Au deuxième jour du SIHH, me remémorant toutes les montres qui m’étaient passées ce jour-là entre les mains, j’ai constaté que la plus abordable d’entre celles-ci valait 40’000 euros, soit le prix d’une bonne voiture (genre berline allemande). Quant à la plus chère, il est vrai intégralement couverte de diamants, je n’ai pas réussi à connaître son prix exact. Quand j’ai posé la question, on m’a adorablement répondu qu’il s’agissait d’un “prix prestigieux” (soit, j’imagine, l’équivalent d’une belle demeure, avec jardin, piscine et voiture de course dans le garage).
Ce jour-là, je n’ai pas pu m’empêcher de penser à la décadence de l’empire romain et aux folies d’un Héliogabale, conduisant son carrosse d’or tiré par quatre chevaux blancs dans les rues de Rome saupoudrées de poussière d’or.
On connaît la célèbre légende du roi Midas qui demanda au dieu Dionysos la faveur de pouvoir transformer en or tout ce qu’il touchait. Bien mal lui en pris car tous ses aliments se transformant à son contact en or, le pauvre homme allait mourir de faim. Suppliant son dieu de lui retirer le don qu’il lui avait accordé, il fut envoyé se laver les mains dans les eaux du fleuve “Pactole” (qui depuis, comme on le sait, regorge de petites paillettes d’or).
Ce “syndrome” de Midas ne serait-il pas en train de toucher la Haute Horlogerie? Pourrait-elle finir par s’étouffer sous son propre poids d’or? On peut décemment se poser la question, tout comme on peut se demander si l’on n’assiste pas ainsi à la naissance d’une nouvelle bulle...

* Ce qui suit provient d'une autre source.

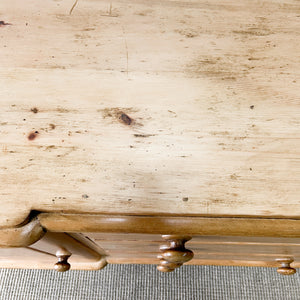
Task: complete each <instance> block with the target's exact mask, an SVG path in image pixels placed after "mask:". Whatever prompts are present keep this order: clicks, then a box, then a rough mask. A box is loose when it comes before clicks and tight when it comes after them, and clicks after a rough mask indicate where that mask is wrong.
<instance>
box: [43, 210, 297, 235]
mask: <svg viewBox="0 0 300 300" xmlns="http://www.w3.org/2000/svg"><path fill="white" fill-rule="evenodd" d="M38 218H39V220H40V223H41V225H42V226H43V227H44V228H45V229H47V230H49V231H54V232H62V231H64V232H111V233H148V234H180V235H216V236H220V235H222V236H224V235H226V236H256V237H259V236H260V237H264V236H268V237H298V238H299V237H300V220H293V219H254V218H206V217H158V216H116V215H97V214H93V215H92V214H61V213H41V214H40V215H39V216H38Z"/></svg>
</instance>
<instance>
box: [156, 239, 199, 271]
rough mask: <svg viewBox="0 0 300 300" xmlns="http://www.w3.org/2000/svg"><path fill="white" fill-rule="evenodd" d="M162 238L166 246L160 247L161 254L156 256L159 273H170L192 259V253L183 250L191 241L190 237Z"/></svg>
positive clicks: (157, 266)
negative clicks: (165, 244)
mask: <svg viewBox="0 0 300 300" xmlns="http://www.w3.org/2000/svg"><path fill="white" fill-rule="evenodd" d="M162 238H163V239H164V240H165V241H167V242H168V244H166V245H162V246H161V247H160V251H161V252H162V253H161V254H160V255H158V259H159V260H160V262H159V265H158V266H157V269H158V270H159V271H161V272H172V271H174V270H175V269H176V268H179V267H181V266H182V265H183V264H184V263H185V262H187V261H189V260H191V259H192V258H193V257H194V253H193V252H192V251H191V250H189V249H186V248H185V243H186V242H187V241H189V240H190V239H191V237H190V236H179V235H163V236H162Z"/></svg>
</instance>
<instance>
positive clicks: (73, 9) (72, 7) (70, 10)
mask: <svg viewBox="0 0 300 300" xmlns="http://www.w3.org/2000/svg"><path fill="white" fill-rule="evenodd" d="M78 1H79V0H76V1H75V2H74V4H73V6H72V7H71V9H70V12H69V15H71V14H72V12H73V10H74V8H75V6H76V5H77V3H78Z"/></svg>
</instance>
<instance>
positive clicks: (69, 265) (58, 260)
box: [54, 248, 72, 272]
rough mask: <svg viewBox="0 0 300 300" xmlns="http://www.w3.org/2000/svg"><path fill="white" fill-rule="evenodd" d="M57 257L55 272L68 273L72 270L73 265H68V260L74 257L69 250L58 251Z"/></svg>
mask: <svg viewBox="0 0 300 300" xmlns="http://www.w3.org/2000/svg"><path fill="white" fill-rule="evenodd" d="M55 255H56V257H57V258H58V262H57V263H56V264H55V265H54V270H56V271H57V272H66V271H68V270H70V268H71V265H70V264H69V263H68V258H69V257H70V256H71V255H72V254H71V253H70V252H69V251H68V250H67V249H65V248H61V249H59V250H57V252H56V254H55Z"/></svg>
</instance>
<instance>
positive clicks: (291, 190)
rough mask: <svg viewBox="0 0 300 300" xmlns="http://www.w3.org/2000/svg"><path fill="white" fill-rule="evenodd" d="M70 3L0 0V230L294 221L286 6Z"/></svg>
mask: <svg viewBox="0 0 300 300" xmlns="http://www.w3.org/2000/svg"><path fill="white" fill-rule="evenodd" d="M73 4H74V1H69V0H66V1H52V0H51V1H50V0H47V1H43V2H40V1H37V0H28V1H26V3H25V2H24V1H21V0H10V1H1V3H0V20H1V22H0V39H1V44H0V47H1V51H0V139H1V149H0V150H1V153H0V201H1V210H0V226H1V227H9V226H15V225H17V224H19V223H21V222H23V221H24V220H25V219H26V217H27V216H28V214H29V212H30V211H31V210H37V211H41V212H67V213H71V212H73V213H99V214H100V213H112V214H115V213H119V214H124V215H126V214H136V215H163V214H166V213H168V214H171V215H194V216H220V215H222V216H250V217H254V216H255V217H266V216H268V217H270V216H271V217H283V218H292V217H293V218H297V217H299V215H300V214H299V212H300V205H299V195H300V192H299V183H300V163H299V149H300V147H299V146H300V130H299V129H300V126H299V82H300V71H299V70H300V68H299V65H300V64H299V59H300V52H299V47H298V46H299V34H300V30H299V29H300V25H299V24H300V23H299V21H300V18H299V15H300V5H299V1H270V0H268V1H259V2H254V1H247V0H240V1H233V0H227V1H222V2H220V1H217V0H212V1H209V2H207V1H202V0H197V1H167V0H162V1H145V0H136V1H122V0H117V1H113V2H110V1H106V0H103V1H102V0H99V1H93V0H79V1H78V3H77V5H76V6H75V7H74V8H73V10H72V12H71V14H70V10H71V8H72V6H73Z"/></svg>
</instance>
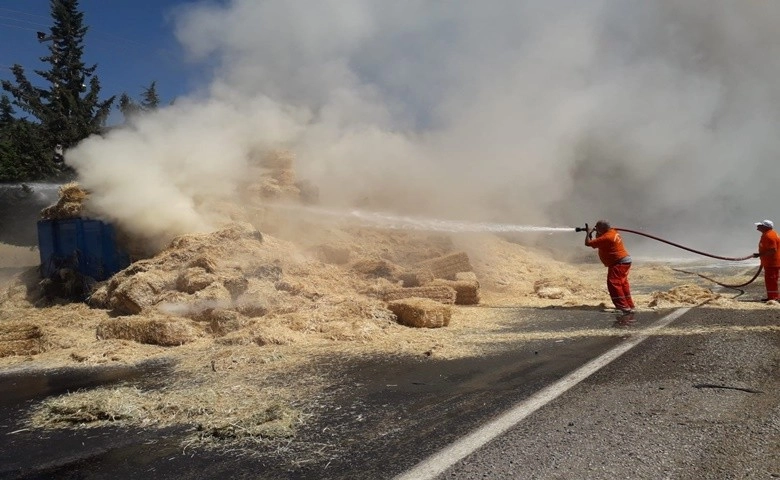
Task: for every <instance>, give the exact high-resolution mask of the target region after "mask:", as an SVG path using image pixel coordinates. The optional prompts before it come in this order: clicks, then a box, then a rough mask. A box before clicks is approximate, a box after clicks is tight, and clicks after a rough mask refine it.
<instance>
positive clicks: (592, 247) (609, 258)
mask: <svg viewBox="0 0 780 480" xmlns="http://www.w3.org/2000/svg"><path fill="white" fill-rule="evenodd" d="M588 246H590V247H591V248H598V249H599V259H600V260H601V263H603V264H604V266H605V267H611V266H612V265H615V264H616V263H618V262H619V261H620V260H621V259H623V258H625V257H627V256H628V251H627V250H626V247H624V246H623V239H622V238H620V234H619V233H618V231H617V230H615V229H614V228H610V229H609V230H607V231H606V232H604V234H603V235H599V236H598V237H596V238H594V239H592V240H590V242H589V243H588Z"/></svg>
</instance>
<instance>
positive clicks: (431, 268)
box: [422, 252, 474, 280]
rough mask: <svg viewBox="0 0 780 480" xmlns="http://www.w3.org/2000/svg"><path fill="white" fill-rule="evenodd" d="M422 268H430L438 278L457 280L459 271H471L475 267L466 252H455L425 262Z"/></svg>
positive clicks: (466, 271)
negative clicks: (469, 259) (456, 278)
mask: <svg viewBox="0 0 780 480" xmlns="http://www.w3.org/2000/svg"><path fill="white" fill-rule="evenodd" d="M422 268H425V269H428V270H430V272H431V273H432V274H433V276H434V277H436V278H443V279H445V280H455V275H456V274H457V273H459V272H471V271H473V270H474V269H473V268H472V266H471V262H470V261H469V256H468V255H467V254H466V252H455V253H450V254H448V255H444V256H442V257H438V258H433V259H431V260H428V261H426V262H423V264H422Z"/></svg>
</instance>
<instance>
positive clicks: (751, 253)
mask: <svg viewBox="0 0 780 480" xmlns="http://www.w3.org/2000/svg"><path fill="white" fill-rule="evenodd" d="M587 230H588V224H587V223H586V224H585V228H582V227H576V228H575V229H574V231H575V232H585V231H587ZM615 230H617V231H619V232H627V233H633V234H635V235H641V236H643V237H647V238H651V239H653V240H656V241H659V242H663V243H666V244H669V245H672V246H674V247H677V248H680V249H683V250H687V251H689V252H693V253H696V254H699V255H703V256H705V257H710V258H717V259H718V260H727V261H732V262H741V261H743V260H749V259H751V258H755V257H754V256H753V254H752V253H751V254H750V255H748V256H745V257H722V256H719V255H713V254H711V253H706V252H702V251H699V250H694V249H692V248H688V247H685V246H683V245H680V244H678V243H674V242H670V241H669V240H665V239H663V238H659V237H656V236H654V235H650V234H648V233H644V232H639V231H637V230H631V229H628V228H618V227H615ZM673 270H676V271H678V272H682V273H687V274H691V275H698V276H699V277H701V278H703V279H705V280H709V281H710V282H713V283H715V284H717V285H720V286H721V287H725V288H733V289H735V290H738V289H740V288H742V287H746V286H748V285H750V284H751V283H753V282H754V281H755V280H756V278H758V276H759V275H760V274H761V270H762V267H761V266H760V265H759V267H758V270H757V271H756V274H755V275H753V278H751V279H750V280H748V281H747V282H745V283H741V284H739V285H728V284H725V283H721V282H719V281H717V280H715V279H713V278H710V277H708V276H706V275H702V274H701V273H696V272H689V271H686V270H680V269H676V268H675V269H673Z"/></svg>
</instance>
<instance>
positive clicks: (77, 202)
mask: <svg viewBox="0 0 780 480" xmlns="http://www.w3.org/2000/svg"><path fill="white" fill-rule="evenodd" d="M59 195H60V197H59V200H57V203H55V204H54V205H51V206H48V207H46V208H44V209H43V210H41V218H42V219H44V220H62V219H68V218H79V217H81V216H82V214H83V212H84V201H85V200H86V199H87V197H88V195H89V194H88V193H87V191H86V190H84V189H82V188H81V187H80V186H79V184H78V183H75V182H71V183H67V184H65V185H62V186H61V187H60V189H59Z"/></svg>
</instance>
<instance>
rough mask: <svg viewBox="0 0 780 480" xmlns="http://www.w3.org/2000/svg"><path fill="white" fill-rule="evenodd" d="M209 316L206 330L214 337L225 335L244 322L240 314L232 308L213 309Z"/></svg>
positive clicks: (240, 324)
mask: <svg viewBox="0 0 780 480" xmlns="http://www.w3.org/2000/svg"><path fill="white" fill-rule="evenodd" d="M209 316H210V317H211V319H210V320H209V328H208V330H209V332H210V333H211V334H212V335H214V336H216V337H222V336H225V335H227V334H228V333H231V332H236V331H238V330H241V329H242V328H243V327H244V323H245V322H244V319H243V318H242V317H241V314H239V313H238V312H236V311H233V310H224V309H214V310H212V311H211V313H210V315H209Z"/></svg>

Mais on peut tout aussi bien se dire que ce n’est là, pour grande partie, qu’effet médiatique. Aux plus de 1200 journalistes accrédités, les marques aiment à montrer avant tout la crème de leur production. Montres endiamantées, folies mécaniques, exercices de style se succèdent sous nos yeux ébahis. Mais, au bout du compte, est-ce là vraiment ce qui compte? Ces montres de tous les excès tiennent le haut du pavé, sont reproduites et commentées à l’infini, essaiment dans la grande toile virtuelle où elles font le buzz, mais est-ce vraiment là l’essentiel du business? Le bread and butter de l’industrie n’est-il pas ailleurs? Plutôt que concentré dans les seules mains de Midas, ne se trouverait-il pas dilué en mille paillettes plus modestes qui brillent dans les eaux du fleuve “Pactole”?
Quoiqu’il en soit, nous avons emprunté à Midas quelques uns de ses trésors et extrait du fleuve quelques plus modestes pépites que nous vous présentons dans le numéro d’Europa Star Février/Mars 2013.